2015 erschien Gaikas Mixtapedebüt „Machine“, auf dem er sich elektronischen Experimenten im Mix mit HipHop, Dancehall, Dub und Grime widmete. Der verschachtelte Sound zwischen straighten und zertrümmerten Beats, zwischen flirrenden Sounds, vibrierenden Bässen und Miniaturmelodien taufte der Künstler seinerzeit „Ghetto futurism“.

Die Beklemmung klang auf dem Nachfolge-Tape „Security“ noch deutlicher durch. Gaika widmet sich Gefühlszuständen zwischen Schutzbedürftigkeit und ihrem Verlust, setzt sich mit der Angst vor dem Tod auseinander und verarbeitete damit auch die Krebserkrankung seines Vaters.

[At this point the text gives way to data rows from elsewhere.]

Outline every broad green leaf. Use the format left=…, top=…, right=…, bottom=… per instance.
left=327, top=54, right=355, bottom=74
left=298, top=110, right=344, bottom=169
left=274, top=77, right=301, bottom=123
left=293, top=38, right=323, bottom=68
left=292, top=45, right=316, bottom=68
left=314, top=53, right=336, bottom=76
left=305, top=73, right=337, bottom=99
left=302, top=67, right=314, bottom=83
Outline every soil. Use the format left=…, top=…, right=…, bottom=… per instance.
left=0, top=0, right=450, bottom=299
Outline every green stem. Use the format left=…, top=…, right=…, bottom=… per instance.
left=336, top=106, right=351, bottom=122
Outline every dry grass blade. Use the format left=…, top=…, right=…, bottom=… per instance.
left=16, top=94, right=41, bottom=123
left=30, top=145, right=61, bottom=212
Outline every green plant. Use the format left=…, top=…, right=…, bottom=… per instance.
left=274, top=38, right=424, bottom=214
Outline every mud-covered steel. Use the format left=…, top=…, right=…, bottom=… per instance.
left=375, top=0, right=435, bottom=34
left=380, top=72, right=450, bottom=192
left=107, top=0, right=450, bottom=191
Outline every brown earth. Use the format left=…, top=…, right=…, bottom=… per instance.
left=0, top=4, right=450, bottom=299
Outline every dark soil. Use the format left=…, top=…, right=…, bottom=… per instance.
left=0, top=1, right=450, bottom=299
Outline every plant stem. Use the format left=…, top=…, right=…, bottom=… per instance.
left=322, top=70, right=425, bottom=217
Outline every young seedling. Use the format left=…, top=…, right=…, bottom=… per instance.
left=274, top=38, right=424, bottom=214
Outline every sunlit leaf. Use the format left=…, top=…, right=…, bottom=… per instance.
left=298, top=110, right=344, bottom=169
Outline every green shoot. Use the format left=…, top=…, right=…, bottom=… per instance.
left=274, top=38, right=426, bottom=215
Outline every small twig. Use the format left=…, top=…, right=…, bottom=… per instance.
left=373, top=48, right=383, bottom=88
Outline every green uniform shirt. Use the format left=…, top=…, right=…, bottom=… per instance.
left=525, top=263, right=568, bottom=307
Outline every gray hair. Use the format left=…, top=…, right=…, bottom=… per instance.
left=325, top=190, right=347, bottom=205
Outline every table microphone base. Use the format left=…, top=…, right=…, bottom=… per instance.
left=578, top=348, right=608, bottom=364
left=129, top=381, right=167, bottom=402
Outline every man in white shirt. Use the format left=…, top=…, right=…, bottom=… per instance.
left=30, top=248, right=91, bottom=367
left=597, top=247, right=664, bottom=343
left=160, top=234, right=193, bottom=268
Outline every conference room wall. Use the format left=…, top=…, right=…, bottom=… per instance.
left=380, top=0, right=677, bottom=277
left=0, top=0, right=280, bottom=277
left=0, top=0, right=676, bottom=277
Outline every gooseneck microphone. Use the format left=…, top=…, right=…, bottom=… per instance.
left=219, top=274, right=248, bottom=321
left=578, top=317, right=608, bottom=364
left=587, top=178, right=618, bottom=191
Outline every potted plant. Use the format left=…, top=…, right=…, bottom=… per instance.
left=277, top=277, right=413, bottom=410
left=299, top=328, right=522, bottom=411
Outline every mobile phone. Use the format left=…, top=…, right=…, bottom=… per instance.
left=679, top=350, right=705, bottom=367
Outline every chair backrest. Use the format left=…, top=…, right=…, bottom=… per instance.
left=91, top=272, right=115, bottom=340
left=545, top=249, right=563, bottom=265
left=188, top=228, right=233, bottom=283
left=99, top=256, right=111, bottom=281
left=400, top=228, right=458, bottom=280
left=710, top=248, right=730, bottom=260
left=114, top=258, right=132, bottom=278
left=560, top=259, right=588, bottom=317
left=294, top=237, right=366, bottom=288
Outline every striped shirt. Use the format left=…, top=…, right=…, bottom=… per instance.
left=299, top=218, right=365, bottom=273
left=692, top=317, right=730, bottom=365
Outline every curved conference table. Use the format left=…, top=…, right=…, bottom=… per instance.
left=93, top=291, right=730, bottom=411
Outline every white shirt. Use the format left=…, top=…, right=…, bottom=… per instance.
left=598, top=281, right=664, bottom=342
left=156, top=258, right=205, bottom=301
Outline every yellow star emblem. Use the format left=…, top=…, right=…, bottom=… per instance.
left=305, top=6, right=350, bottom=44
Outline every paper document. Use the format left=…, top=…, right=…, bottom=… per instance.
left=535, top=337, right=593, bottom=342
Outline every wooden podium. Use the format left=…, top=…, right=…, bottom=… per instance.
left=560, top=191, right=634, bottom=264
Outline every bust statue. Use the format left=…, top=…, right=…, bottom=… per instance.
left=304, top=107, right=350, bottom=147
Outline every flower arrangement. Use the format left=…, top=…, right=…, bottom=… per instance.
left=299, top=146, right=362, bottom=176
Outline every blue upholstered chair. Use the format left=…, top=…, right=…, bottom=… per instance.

2016 folgte die erste EP für das große britische Elektronik-Label Warp. „Spaghetto“ zelebriert weiter klangliche Hybridität, ergänzt sie aber um ungewohnt sanfte, fast versöhnliche Klänge. Durch die klaren Stimmen von Gastsängerinnen erhalten die Stücke Zugänglichkeit, ohne die spitzen Splitter der Realität in ihnen zu kaschieren. Gaika singt in einem zwischen britischem und jamaikanischem Englisch angesiedelten Dialekt zu rumpelnden Maschinensounds über das Leben in einer zunehmend kollabierenden Gesellschaft. Selten erklingt seine Stimme ohne Verfremdungseffekte. Autotune, Hall und Echo lassen sie mal aggressiv gepresst, mal schleifend bestimmt oder auch sehnend melancholisch klingen. An treffender Direktheit verliert seine konkrete Poesie dadurch aber nie.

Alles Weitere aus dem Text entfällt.